WASHINGTON D.C. – Ten days remain before the mandatory spending cuts and tax increases known as the “fiscal cliff” take effect, but President Obama said he is still a “hopeless optimist” that a federal budget deal can be reached before the year-end deadline that economists agree might plunge the country back into recession.


“Even though Democrats and Republicans are arguing about whether those rates should go up for the wealthiest individuals, all of us – every single one of us -agrees that tax rates shouldn’t go up for the other 98 percent of Americans, which includes 97 percent of small businesses,” he said.


He added that there was “no reason” not to move forward on that aspect, and that it was “within our capacity” to resolve.


The question of whether to raise taxes on incomes over $250,000 remains at an impasse, but is only one element of nuanced legislative wrangling that has left the parties at odds.


For ABC News’ breakdown of the rhetoric versus the reality, click here.


At the White House news conference this evening, the president confirmed he had spoken today to Senate Majority Leader Harry Reid, D-Nev., and House Speaker John Boehner, R-Ohio, although no details of the conversations were disclosed.


The talks came the same day Speaker Boehner admitted “God only knows” the solution to the gridlock, and a day after mounting pressure from within his own Republican Party forced him to pull his alternative proposal from a prospective House vote. That proposal, ”Plan B,” called for extending current tax rates for Americans making up to $1 million a year, a far wealthier threshold than Democrats have advocated.


Boehner acknowledged that even the conservative-leaning “Plan B” did not have the support necessary to pass in the Republican-dominated House, leaving a resolution to the fiscal cliff in doubt.


“In the next few days, I’ve asked leaders of Congress to work towards a package that prevents a tax hike on middle-class Americans, protects unemployment insurance for 2 million Americans, and lays the groundwork for further work on both growth and deficit reduction,” Obama said. ”That’s an achievable goal.  That can get done in 10 days.”


Complicating matters: The halls of Congress are silent tonight. The House of Representatives began its holiday recess Thursday and Senate followed this evening.

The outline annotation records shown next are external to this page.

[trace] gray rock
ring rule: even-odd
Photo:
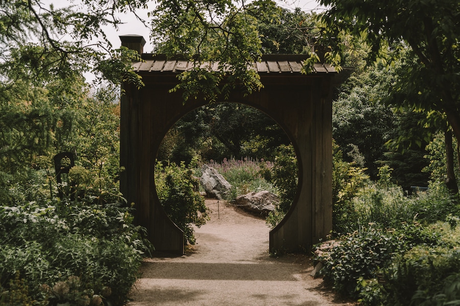
[[[239,195],[235,200],[236,205],[238,207],[265,216],[270,212],[274,211],[275,205],[279,202],[276,194],[267,190]]]
[[[206,193],[219,200],[223,199],[232,188],[232,185],[215,169],[208,165],[203,165],[201,171],[203,174],[200,178],[200,183]]]

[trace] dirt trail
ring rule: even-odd
[[[128,306],[351,305],[322,289],[301,255],[269,256],[265,221],[217,200],[183,256],[146,259]]]

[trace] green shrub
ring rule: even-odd
[[[363,280],[377,278],[404,247],[400,236],[371,226],[343,237],[338,246],[318,259],[324,262],[324,280],[340,294],[357,299],[358,280],[362,286]]]
[[[144,230],[132,224],[130,210],[122,203],[102,207],[56,199],[0,207],[0,284],[11,290],[8,284],[17,277],[27,282],[27,295],[38,301],[75,304],[73,298],[96,295],[122,304],[138,275],[141,255],[149,249]],[[43,291],[44,286],[52,289],[73,276],[79,278],[80,293]]]
[[[193,225],[200,227],[208,219],[209,209],[204,198],[195,191],[197,180],[193,171],[182,162],[179,166],[171,163],[155,167],[155,184],[158,199],[171,220],[183,231],[184,242],[194,244]]]
[[[456,304],[459,246],[460,229],[447,223],[403,223],[346,235],[318,259],[325,280],[360,304]]]
[[[280,202],[275,206],[275,211],[270,212],[267,218],[267,223],[272,228],[280,223],[291,208],[298,182],[298,166],[294,147],[282,145],[277,152],[270,176],[278,190]]]

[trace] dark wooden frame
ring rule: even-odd
[[[137,49],[142,52],[142,47]],[[276,58],[284,63],[287,60],[283,56]],[[177,84],[178,72],[140,68],[137,73],[145,83],[144,88],[138,90],[123,84],[120,151],[124,170],[120,186],[128,201],[134,203],[135,222],[147,228],[155,249],[182,254],[183,233],[159,203],[153,175],[156,152],[167,132],[182,116],[205,104],[199,99],[184,104],[181,94],[169,92]],[[294,144],[299,167],[297,192],[286,217],[270,232],[269,248],[271,251],[307,250],[325,238],[332,227],[334,73],[328,69],[308,75],[259,73],[263,89],[246,97],[235,90],[226,101],[264,112],[282,127]]]

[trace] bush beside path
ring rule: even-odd
[[[270,257],[264,220],[206,202],[211,219],[196,228],[196,244],[181,257],[145,260],[129,306],[352,304],[310,276],[307,257]]]

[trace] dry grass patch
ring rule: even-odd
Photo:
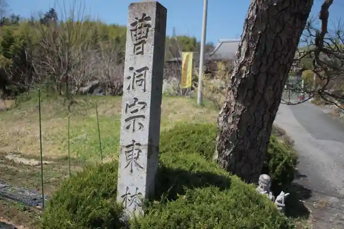
[[[39,155],[37,98],[0,113],[0,151]],[[70,149],[72,157],[100,161],[94,102],[97,102],[103,155],[116,154],[119,139],[122,98],[84,96],[75,98],[71,107]],[[69,112],[62,99],[42,96],[42,128],[43,154],[51,158],[67,155]],[[191,99],[164,97],[162,104],[161,129],[180,122],[214,123],[217,112],[212,107],[197,106]]]
[[[3,110],[10,110],[14,107],[16,104],[16,101],[12,100],[0,100],[0,111]]]

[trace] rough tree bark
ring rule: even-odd
[[[313,0],[252,0],[218,119],[218,164],[247,182],[261,171],[283,89]]]

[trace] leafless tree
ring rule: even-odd
[[[286,88],[287,94],[307,95],[297,102],[287,98],[284,103],[295,104],[315,97],[344,108],[344,24],[341,19],[329,22],[329,9],[333,0],[322,4],[318,15],[320,28],[315,19],[309,20],[301,37],[303,47],[296,55],[297,71],[310,70],[313,77],[302,86]]]
[[[6,0],[0,0],[0,18],[6,16],[8,10],[8,4]]]
[[[111,95],[122,94],[124,71],[124,44],[114,39],[99,44],[95,69],[98,78]]]
[[[84,22],[82,4],[76,1],[67,10],[63,2],[61,18],[32,25],[39,42],[35,44],[33,66],[38,81],[71,99],[71,91],[89,76],[87,61],[92,27]]]

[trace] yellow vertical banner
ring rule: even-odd
[[[192,51],[182,52],[181,87],[189,88],[192,84],[192,62],[194,53]]]

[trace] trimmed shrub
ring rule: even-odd
[[[269,174],[273,182],[271,187],[274,192],[291,183],[294,179],[297,156],[293,149],[275,136],[270,138],[262,173]]]
[[[121,225],[122,208],[115,202],[116,168],[115,162],[98,165],[66,181],[49,203],[42,228],[292,228],[253,185],[197,153],[183,152],[161,155],[156,198],[144,217]]]
[[[147,203],[144,217],[126,225],[121,222],[123,208],[115,200],[118,164],[112,162],[86,168],[65,181],[49,201],[41,228],[293,228],[254,185],[210,159],[215,134],[215,126],[208,124],[179,125],[163,134],[156,196]],[[275,165],[286,166],[280,154],[288,151],[275,147],[279,144],[272,138],[273,165],[267,164],[282,173]]]
[[[290,184],[294,178],[297,156],[292,149],[293,141],[283,130],[274,127],[266,160],[262,173],[273,178],[273,190]],[[214,124],[179,124],[161,134],[160,153],[183,151],[185,153],[199,153],[207,159],[213,158],[215,148],[216,127]],[[279,139],[281,139],[281,141]]]
[[[215,152],[216,127],[209,124],[181,124],[160,137],[160,152],[197,152],[211,159]]]
[[[45,229],[119,229],[122,207],[116,202],[118,164],[86,167],[65,181],[41,218]]]
[[[255,187],[196,153],[162,154],[158,189],[175,199],[152,202],[133,229],[286,229],[286,217]],[[181,182],[179,183],[179,181]],[[178,187],[174,189],[171,187]],[[183,190],[181,190],[183,189]]]

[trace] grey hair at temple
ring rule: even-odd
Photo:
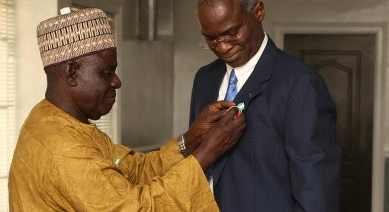
[[[201,5],[208,4],[212,6],[215,6],[225,0],[197,0],[197,8],[199,8]],[[251,14],[254,11],[254,8],[259,0],[236,0],[240,3],[242,8],[246,10],[247,13]]]

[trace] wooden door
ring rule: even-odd
[[[374,35],[286,35],[285,51],[324,78],[343,148],[340,211],[369,212],[375,61]]]

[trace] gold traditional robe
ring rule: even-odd
[[[20,132],[11,211],[219,211],[197,160],[173,139],[147,154],[114,144],[46,100]]]

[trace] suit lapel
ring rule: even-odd
[[[246,109],[244,110],[244,112],[247,111],[250,102],[262,92],[261,84],[269,79],[271,76],[274,61],[277,56],[277,49],[270,37],[268,36],[268,39],[267,44],[254,70],[234,100],[234,102],[237,105],[244,102]],[[218,89],[217,90],[219,91]],[[213,171],[214,188],[219,181],[231,151],[230,150],[225,153],[215,164]]]

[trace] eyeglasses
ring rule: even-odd
[[[234,45],[239,43],[242,41],[242,37],[246,32],[250,16],[251,15],[249,15],[247,18],[247,21],[246,22],[246,25],[243,30],[237,33],[237,35],[222,35],[220,39],[209,39],[202,35],[199,35],[197,37],[197,46],[203,49],[212,49],[216,48],[221,42],[229,45]],[[200,40],[200,39],[202,40]]]

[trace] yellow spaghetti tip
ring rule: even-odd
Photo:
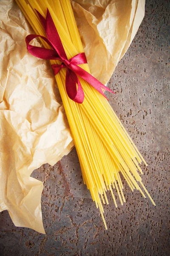
[[[46,17],[47,8],[48,9],[68,59],[84,52],[69,0],[16,0],[16,2],[35,32],[45,37],[35,9],[44,17]],[[49,48],[44,41],[41,41],[44,47]],[[55,60],[51,62],[60,63]],[[81,67],[90,73],[88,64]],[[136,188],[145,197],[138,185],[139,182],[155,205],[139,173],[142,174],[139,164],[143,161],[147,164],[108,101],[86,81],[80,78],[85,93],[82,104],[68,98],[65,87],[65,70],[62,69],[55,78],[77,152],[83,182],[89,189],[96,207],[99,208],[107,229],[100,198],[103,204],[106,202],[108,204],[106,192],[110,190],[117,207],[116,192],[123,205],[125,199],[122,176],[132,191]]]

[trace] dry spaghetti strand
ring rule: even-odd
[[[68,59],[84,52],[83,47],[69,0],[16,0],[35,32],[45,36],[35,11],[45,17],[48,9],[59,34]],[[49,48],[44,41],[43,46]],[[59,64],[51,61],[51,64]],[[90,72],[87,64],[81,67]],[[68,97],[65,87],[65,70],[56,76],[76,149],[84,182],[90,190],[92,199],[99,208],[107,229],[102,203],[109,204],[106,192],[111,192],[116,207],[115,193],[121,204],[125,202],[121,177],[132,191],[136,188],[145,195],[141,185],[153,204],[155,203],[142,182],[142,174],[139,164],[143,157],[134,144],[108,101],[82,79],[80,81],[85,99],[78,104]],[[120,175],[120,173],[122,174]]]

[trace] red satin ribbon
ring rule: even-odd
[[[60,70],[64,67],[67,69],[65,76],[65,88],[68,97],[76,102],[82,103],[85,97],[81,83],[77,77],[79,76],[88,82],[102,95],[106,98],[102,88],[111,93],[114,93],[110,89],[105,86],[90,74],[85,71],[78,65],[87,63],[84,52],[79,53],[68,60],[57,31],[53,22],[48,9],[46,19],[37,11],[47,38],[37,35],[29,35],[26,38],[27,47],[28,52],[37,58],[45,60],[58,60],[60,64],[51,65],[54,75],[57,75]],[[51,47],[51,49],[42,48],[33,46],[29,43],[34,38],[40,37]],[[77,89],[76,84],[77,84]]]

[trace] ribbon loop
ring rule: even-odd
[[[84,93],[77,76],[87,81],[105,98],[106,97],[102,88],[114,93],[112,90],[78,66],[88,63],[84,52],[78,53],[68,60],[48,10],[47,9],[46,19],[38,11],[37,12],[44,27],[47,38],[39,35],[29,35],[26,38],[27,49],[32,55],[37,58],[46,60],[58,60],[61,61],[61,64],[53,64],[51,65],[51,67],[55,75],[57,75],[62,68],[66,68],[65,88],[68,97],[78,103],[82,103],[83,102]],[[29,44],[33,39],[38,37],[40,37],[44,40],[51,49],[42,48]]]

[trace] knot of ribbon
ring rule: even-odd
[[[87,81],[105,98],[106,97],[102,88],[114,93],[89,73],[78,66],[88,63],[84,52],[79,53],[68,60],[48,10],[47,9],[46,19],[38,11],[37,12],[47,38],[38,35],[29,35],[26,38],[27,49],[32,55],[37,58],[46,60],[58,60],[61,61],[61,64],[53,64],[51,65],[51,67],[55,75],[62,68],[66,69],[65,89],[68,97],[78,103],[82,103],[83,102],[84,93],[77,76]],[[51,49],[33,46],[29,44],[33,39],[38,37],[43,39],[51,47]]]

Meanwhile, the president has his own vacation to contend with. Tonight, he was embarking for Hawaii and what is typically several weeks of Christmas vacation.


However, during the press conference the president said he would see his congressional colleagues “next week” to continue negotiations, leaving uncertain how long Obama plans to remain in the Aloha State.


The president said he hoped the time off would give leaders “some perspective.”


“Everybody can cool off; everybody can drink some eggnog, have some Christmas cookies, sing some Christmas carols, enjoy the company of loved ones,” he said. “And then I’d ask every member of Congress, while they’re back home, to think about that.  Think about the obligations we have to the people who sent us here.


“This is not simply a contest between parties in terms of who looks good and who doesn’t,” he added later. “There are real-world consequences to what we do here.”


Obama concluded by reiterating that neither side could walk away with “100 percent” of its demands, and that it negotiations couldn’t remain “a contest between parties in terms of who looks good and who doesn’t.”


Boehner’s office reacted quickly to the remarks, continuing recent Republican statements that presidential leadership was at fault for the ongoing gridlock.


“Though the president has failed to offer any solution that passes the test of balance, we remain hopeful he is finally ready to get serious about averting the fiscal cliff,” Boehner said. “The House has already acted to stop all of the looming tax hikes and replace the automatic defense cuts. It is time for the Democratic-run Senate to act, and that is what the speaker told the president tonight.”


The speaker’s office said Boehner “will return to Washington following the holiday, ready to find a solution that can pass both houses of Congress.”